Côté marges bancaires, l'environnement Bâle III verrouille structurellement les planchers de rentabilité. La marge sur le fixe 10 ans s'élargit à 1,05 % (contre 0,98 % en Q4). Le fait marquant du trimestre reste l'extrême hétérogénéité des politiques tarifaires : l'écart entre la meilleure offre (1,25 %) et la moins compétitive (2,30 %) atteint 105 bps, un niveau record.

Focus : Bâle III et la fin de l'hypothèque "sèche"

L'implémentation définitive de Bâle III redessine les règles d'accès au crédit. Les banques exigent désormais une relation complète – domiciliation des revenus, transfert d'actifs sous gestion – et pénalisent les profils purement transactionnels. L'hypothèque sans autre relation bancaire (l'hypothèque "sèche") disparaît progressivement. Les dérogations de crédit se raréfient, devenant le privilège exclusif des profils à fort potentiel de développement patrimonial.

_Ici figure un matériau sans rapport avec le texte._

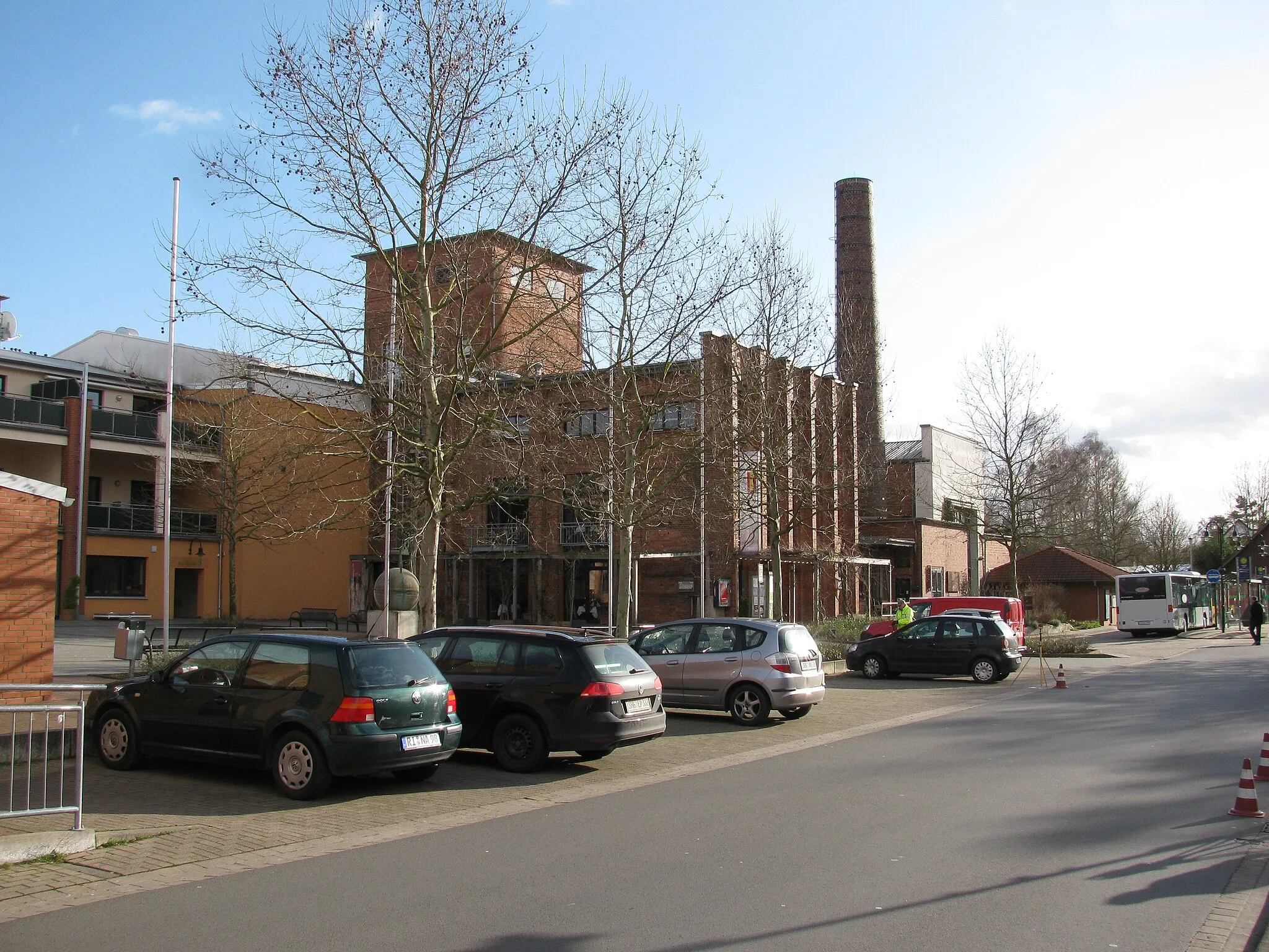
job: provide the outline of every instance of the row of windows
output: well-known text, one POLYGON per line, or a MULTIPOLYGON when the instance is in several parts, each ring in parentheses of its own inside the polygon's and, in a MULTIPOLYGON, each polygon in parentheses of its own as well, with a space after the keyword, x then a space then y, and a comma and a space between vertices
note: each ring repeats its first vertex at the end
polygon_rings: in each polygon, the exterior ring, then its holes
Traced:
MULTIPOLYGON (((652 414, 651 428, 654 433, 662 430, 690 430, 697 426, 695 404, 670 404, 652 414)), ((565 420, 565 435, 575 439, 581 437, 603 437, 612 429, 612 419, 608 410, 582 410, 569 420, 565 420)), ((505 439, 527 439, 529 435, 529 418, 522 415, 504 416, 503 432, 505 439)))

Ce paradigme frappe particulièrement les clients offshore cherchant à acquérir ou refinancer du rendement en Suisse. Incapables d'offrir un développement relationnel suffisant, ils se heurtent à des portes fermées de la majorité des établissements cantonaux et systémiques.

Perspectives : le marché entre dans un nouveau régime

Pour la suite de 2026, la BNS devrait maintenir son taux directeur à 0,00 %, le SARON restant ancré autour de 0,95 %. En revanche, les taux fixes devraient poursuivre leur dérive haussière, avec une progression estimée à +0,20 % d'ici fin 2026, portée par le repricing des marchés obligataires internationaux.

Deux facteurs exogènes méritent une attention particulière. D'une part, l'escalade géopolitique au Moyen-Orient pourrait générer un choc logistique sur les matériaux de construction (+8 % à +12 %), qui, couplé à la perspective de l'abolition de la valeur locative en 2029, devrait accentuer la décote énergétique (Brown Discount) des biens à assainir, de 15 % actuellement à potentiellement 25-30 % post-2029. D'autre part, la superposition de l'abolition de la valeur locative et de l'imposition individuelle redéfinira l'équation fiscale de la propriété, pénalisant notamment les couples mariés à revenus asymétriques ayant acquis récemment.

Dans ce marché fragmenté et ultra-sélectif, l'asymétrie d'information n'a jamais été aussi forte. La simple mise en concurrence tarifaire ne suffit plus : structurer son dossier en amont pour répondre aux exigences spécifiques de chaque typologie de prêteur est devenu indispensable.